After reviewing their 100 brainstormed attributes, the Jebbit team selected five to use in their health scoring system. “With only five attributes, we’d be able to quickly and easily identify the drivers of a health score change and act on that insight,” Marcus adds. These attributes fall into two categories:

  • Platform Usage Levels: How extensive is the customer’s usage of key features? How often do users engage with the platform?
  • Experience Activity: How frequently does a customer launch an experience? What impact does that experience drive?

The scoring system tags customers as green, yellow, or red, depending on their health. With this new algorithm, the Jebbit team can predict renewals at a 93% accuracy rate. “Knowing this has given our CSM team great confidence that they can develop ways of working that guide a customer to green levels,” says Marcus.

5. Operationalize Your Health Scoring

“The value of a health score is as much about how you operationalize it as it is how it’s built. You can have the most accurate health score in the world, but if you fail to use it, it won’t help customers see more success,” says Redbord.

Reflecting on your original goal (why you are doing this in the first place), ask yourself:

  • Who needs to access this information? This could include CSMs, a CS department, or startup executives.
  • How will you proactively communicate with them? Dashboards and data visualizations can help show customer health, but you’ll also need to explain the context of the scoring system and set expectations for how you’ll use it.
  • How will you measure its impact? Set quarterly or monthly targets to track the impact of your health score in a way that connects back to your original goal.

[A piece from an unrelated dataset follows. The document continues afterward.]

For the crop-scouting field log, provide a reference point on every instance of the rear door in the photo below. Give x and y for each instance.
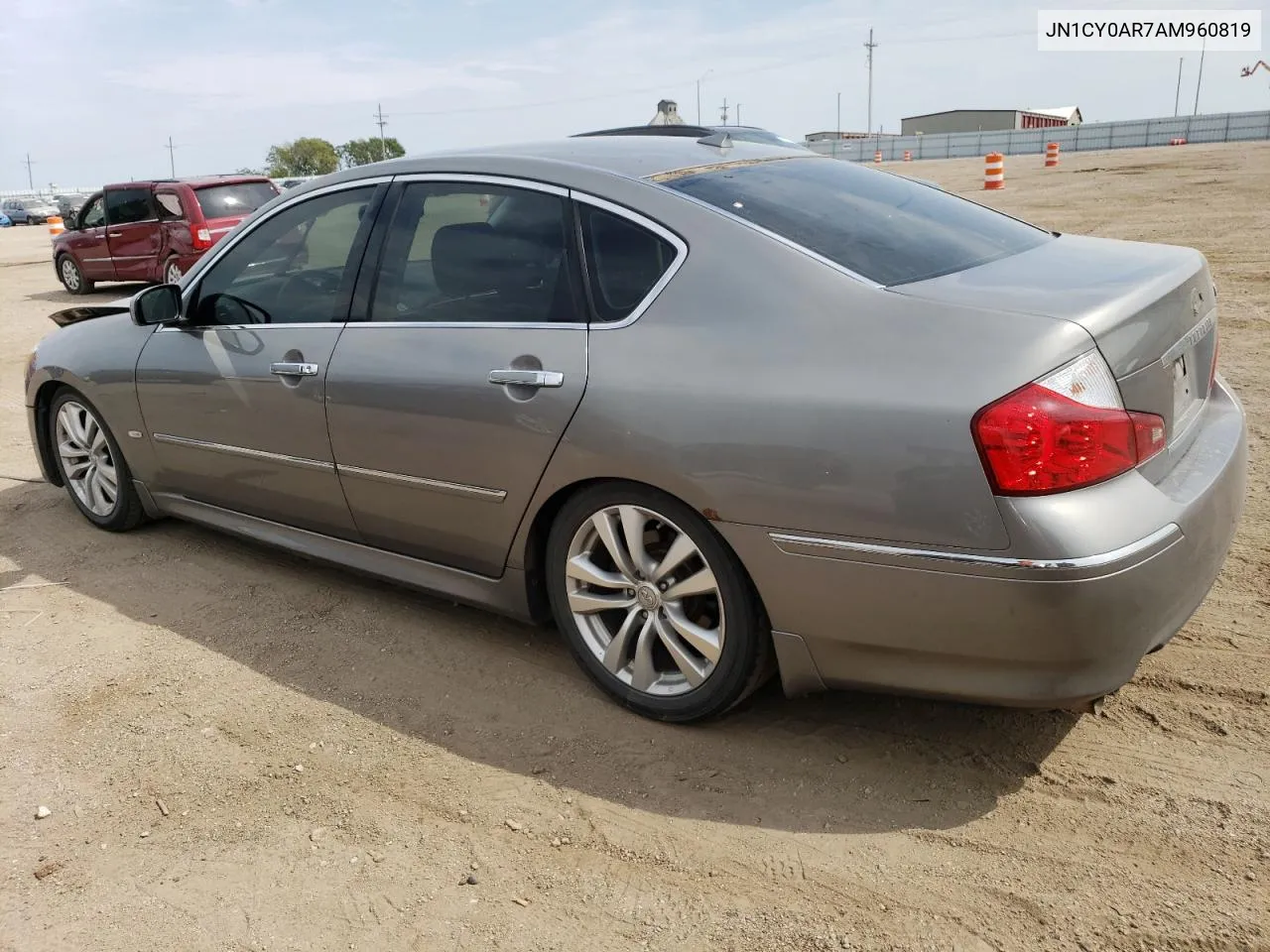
(132, 232)
(447, 404)
(87, 241)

This is where tech comes in. “At this stage, consider looking for a customer success platform to help,” says Honnoll. “It’ll streamline operations—even for back-end automation.”

Jebbit needed to easily access health scores across their entire customer base, so dashboards break down data by each CSM cohort of customers and are made available across the company. “We leverage our dashboards daily to guide our behavior, focus our efforts, and give us an overall temperature check on our customer base,” says Marcus.

Dashboards include:

Note: The images below reflect fictional data.

1. Trend lines for the percentage of customers in Red, Yellow, or Green. These can be sorted daily, weekly or monthly. CSMs can also update the graph for their customers only. This view gives the Jebbit team visibility into macro impacts on customer health and allows them to get ahead of risks.

Customer Health Score Trendline

2. Single customer view. This shows the current health factors for any specific customers and is valuable for QBR preparation and internal health checks.

Single Customer View

3. Changes in health. This shows customers whose health score has increased or decreased over any time frame. This view is one of the most valuable, as it helps to proactively flag and address risks or opportunities.

Customer Health Breakdown

4. A sortable, high-level snapshot. This chart shows all Customers, their health scores, the factors contributing to their health score, and their CS team contacts.

Customer Health View Breakdown

As you work through this system, your scoring system will continue to evolve and iterate. You can refresh data, look for new attributes to track, test different notifications for health score changes, and think of additional ways to integrate these customer insights across your company.

“As your company grows, as your customers grow, as you begin to understand your customers better… it’s constantly evolving and changing. You’ll set it and continue to tweak it,” says Honnoll.

Big Picture

While it can be difficult to get right, “ultimately, customer health scoring enables you to trap information, normalize data, find trends—and rinse and repeat that process,” says Honnoll.

But customer health and happiness can’t exist in a CS silo. This feedback loop must connect to all aspects of the business—engineering, product, marketing, and sales, which is why it all begins by building your startup for customer success.